Use these practices during active incidents:

  • use UTC timestamps everywhere
  • tail logs live during reproduction
  • prefer health endpoints that split liveness and readiness
  • inspect disk space early
  • check restart loops before reading only app-level stack traces
  • use synthetic requests with correlation IDs
  • compare tenant-specific config if only one tenant is affected
  • make one reversible change at a time
  • record each action and result during the incident

Useful command set:

bash
systemctl status myapp nginx --no-pager
journalctl -u myapp -n 200 --no-pager
journalctl -u nginx -n 200 --no-pager
journalctl -xe --no-pager
docker ps
docker logs --tail 200 <container_name>
ss -ltnp | grep -E ':80|:443|:8000|:5432|:6379'
curl -I https://yourdomain.com/health
curl -sS https://yourdomain.com/health
curl -v http://127.0.0.1:8000/health
free -h
df -h
top -o %CPU
ps aux --sort=-%mem | head
dmesg | tail -n 50
pg_isready -h $DB_HOST -p $DB_PORT -U $DB_USER
psql "$DATABASE_URL" -c 'select now();'
redis-cli -u "$REDIS_URL" ping
dig yourdomain.com
nslookup yourdomain.com
openssl s_client -connect yourdomain.com:443 -servername yourdomain.com
nginx -t
gunicorn --check-config app:app
celery -A app inspect ping
rq info

Checklist

  • issue scope confirmed: all users, subset, or single tenant
  • recent changes reviewed: deploy, env vars, migrations, DNS, certs, workers
  • app, proxy, database, cache, and worker health verified
  • logs and metrics correlated by timestamp
  • root cause isolated to one layer or dependency
  • rollback decision made if impact is high
  • fix validated with health check and real request path
  • post-incident action added: alert, test, runbook, or config validation

Related guides

FAQ

What is the fastest way to narrow down a production issue?

Start with the symptom and incident start time, then check recent changes, service status, logs, and metrics together. Identify the first failing layer before changing anything.

When should I rollback instead of continuing to debug?

Rollback if the issue began right after deploy, affects users now, and you do not have a verified low-risk fix quickly.

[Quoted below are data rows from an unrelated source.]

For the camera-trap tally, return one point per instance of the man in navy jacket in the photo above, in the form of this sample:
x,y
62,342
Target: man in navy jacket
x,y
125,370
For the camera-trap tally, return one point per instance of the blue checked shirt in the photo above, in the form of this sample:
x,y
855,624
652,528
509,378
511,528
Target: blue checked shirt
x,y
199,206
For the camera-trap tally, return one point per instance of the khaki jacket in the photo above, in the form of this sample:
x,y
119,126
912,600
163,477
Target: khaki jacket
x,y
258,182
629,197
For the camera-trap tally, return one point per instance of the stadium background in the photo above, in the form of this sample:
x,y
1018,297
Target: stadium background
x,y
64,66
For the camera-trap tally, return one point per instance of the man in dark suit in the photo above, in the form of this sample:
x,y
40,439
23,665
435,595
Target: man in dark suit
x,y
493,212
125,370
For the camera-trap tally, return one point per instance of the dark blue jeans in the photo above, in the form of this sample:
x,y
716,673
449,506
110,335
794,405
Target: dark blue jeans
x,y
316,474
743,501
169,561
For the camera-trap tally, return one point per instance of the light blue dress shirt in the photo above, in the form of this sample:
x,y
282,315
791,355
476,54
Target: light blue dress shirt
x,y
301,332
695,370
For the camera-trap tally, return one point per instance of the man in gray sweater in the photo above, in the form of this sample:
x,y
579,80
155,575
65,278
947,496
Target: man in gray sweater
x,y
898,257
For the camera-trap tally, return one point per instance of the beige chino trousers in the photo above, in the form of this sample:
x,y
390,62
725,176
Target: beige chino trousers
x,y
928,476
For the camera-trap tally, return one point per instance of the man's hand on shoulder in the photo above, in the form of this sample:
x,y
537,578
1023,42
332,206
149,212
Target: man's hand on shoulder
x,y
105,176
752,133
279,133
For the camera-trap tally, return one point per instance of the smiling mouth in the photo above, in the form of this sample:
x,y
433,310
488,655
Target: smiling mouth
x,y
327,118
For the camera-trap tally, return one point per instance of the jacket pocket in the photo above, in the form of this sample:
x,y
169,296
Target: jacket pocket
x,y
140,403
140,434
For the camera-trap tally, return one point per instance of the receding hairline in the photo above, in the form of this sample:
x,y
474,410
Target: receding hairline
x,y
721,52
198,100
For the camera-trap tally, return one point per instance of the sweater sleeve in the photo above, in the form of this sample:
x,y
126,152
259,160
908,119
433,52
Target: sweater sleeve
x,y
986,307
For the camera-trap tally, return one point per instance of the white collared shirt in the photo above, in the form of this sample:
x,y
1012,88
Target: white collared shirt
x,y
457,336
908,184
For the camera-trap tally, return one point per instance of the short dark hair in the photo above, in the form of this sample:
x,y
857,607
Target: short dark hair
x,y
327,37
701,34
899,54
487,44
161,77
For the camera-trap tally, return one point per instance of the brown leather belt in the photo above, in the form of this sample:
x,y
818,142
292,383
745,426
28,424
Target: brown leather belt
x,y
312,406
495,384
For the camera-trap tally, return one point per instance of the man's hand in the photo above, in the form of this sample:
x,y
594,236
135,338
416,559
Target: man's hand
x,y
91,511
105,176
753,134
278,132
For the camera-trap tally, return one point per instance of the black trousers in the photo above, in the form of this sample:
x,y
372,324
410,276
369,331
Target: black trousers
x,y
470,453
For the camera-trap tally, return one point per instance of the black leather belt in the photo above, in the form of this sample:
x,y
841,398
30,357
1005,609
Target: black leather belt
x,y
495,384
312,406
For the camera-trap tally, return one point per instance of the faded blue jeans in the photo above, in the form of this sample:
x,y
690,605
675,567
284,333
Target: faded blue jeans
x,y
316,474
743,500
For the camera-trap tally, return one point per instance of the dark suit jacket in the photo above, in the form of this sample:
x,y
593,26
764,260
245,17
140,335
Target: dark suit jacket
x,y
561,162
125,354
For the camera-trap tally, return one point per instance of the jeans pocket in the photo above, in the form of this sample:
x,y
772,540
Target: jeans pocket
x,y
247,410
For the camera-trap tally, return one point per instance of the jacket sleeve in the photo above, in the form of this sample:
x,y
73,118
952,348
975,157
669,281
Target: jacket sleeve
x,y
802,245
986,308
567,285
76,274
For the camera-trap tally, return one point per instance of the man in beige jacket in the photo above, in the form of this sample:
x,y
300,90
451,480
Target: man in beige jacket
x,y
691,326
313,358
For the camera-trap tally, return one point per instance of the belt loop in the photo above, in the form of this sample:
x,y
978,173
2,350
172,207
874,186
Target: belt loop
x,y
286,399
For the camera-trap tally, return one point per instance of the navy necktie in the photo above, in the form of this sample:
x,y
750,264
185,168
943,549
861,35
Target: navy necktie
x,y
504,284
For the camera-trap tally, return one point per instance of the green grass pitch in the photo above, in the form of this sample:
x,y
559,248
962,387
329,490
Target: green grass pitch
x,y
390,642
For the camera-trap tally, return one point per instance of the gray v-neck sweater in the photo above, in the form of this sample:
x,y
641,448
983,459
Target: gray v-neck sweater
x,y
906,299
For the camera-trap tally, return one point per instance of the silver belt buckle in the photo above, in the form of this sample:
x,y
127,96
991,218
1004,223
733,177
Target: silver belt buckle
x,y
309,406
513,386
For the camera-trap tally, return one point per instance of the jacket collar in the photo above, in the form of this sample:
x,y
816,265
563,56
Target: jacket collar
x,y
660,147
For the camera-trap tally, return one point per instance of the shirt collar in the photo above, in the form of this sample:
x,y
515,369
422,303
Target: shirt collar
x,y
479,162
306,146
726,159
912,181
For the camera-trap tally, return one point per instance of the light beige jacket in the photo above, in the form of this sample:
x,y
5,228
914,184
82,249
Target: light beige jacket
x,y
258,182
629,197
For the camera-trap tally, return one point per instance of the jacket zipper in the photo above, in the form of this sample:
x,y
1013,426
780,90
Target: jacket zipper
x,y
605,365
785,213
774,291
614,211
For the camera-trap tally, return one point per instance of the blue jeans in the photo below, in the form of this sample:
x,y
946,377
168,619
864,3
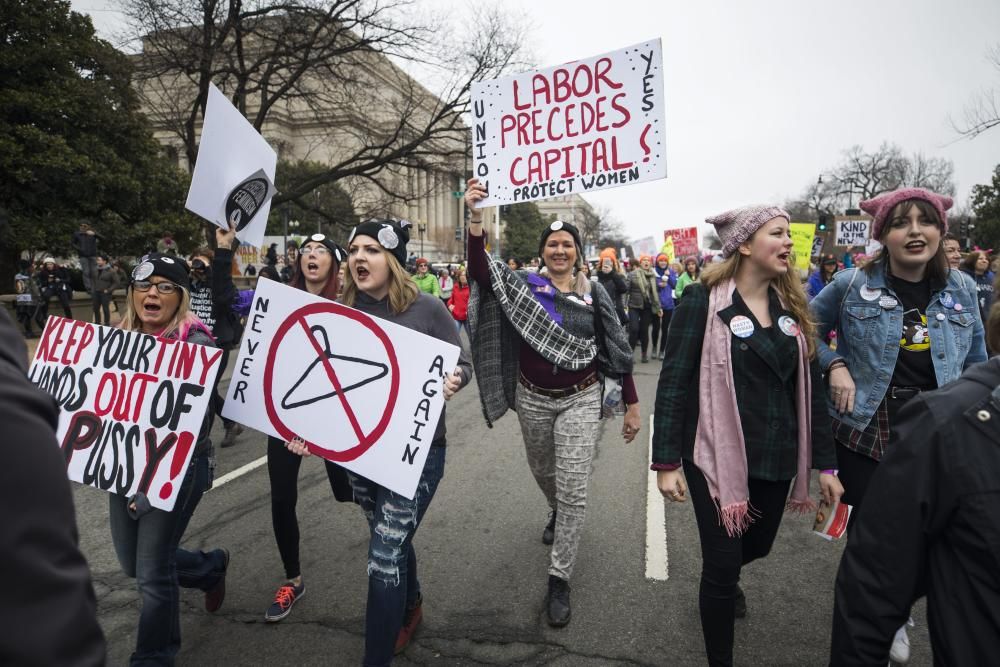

Restore service first, investigate second.

How do I debug an issue that only happens in production?

Compare production-only variables:

  • secrets
  • domains
  • proxy headers
  • cookie settings
  • TLS
  • DB size
  • queue load
  • third-party credentials

Reproduce with production-like config in a safe environment if needed.

What should every small SaaS log in production?

At minimum:

  • request path
  • status code
  • latency
  • request ID
  • user or tenant ID where safe
  • exception stack traces
  • deploy version
  • worker job failures
  • outbound API errors

Final takeaway

Production debugging is faster when you follow a fixed order:

  1. confirm scope
  2. check recent changes
  3. inspect logs
  4. inspect metrics
  5. test dependencies
  6. decide fix forward or rollback
  7. add guardrails

Most outages are not mysterious. They are usually a broken dependency, bad config, failed migration, worker issue, or bad release. A repeatable runbook prevents wasted time.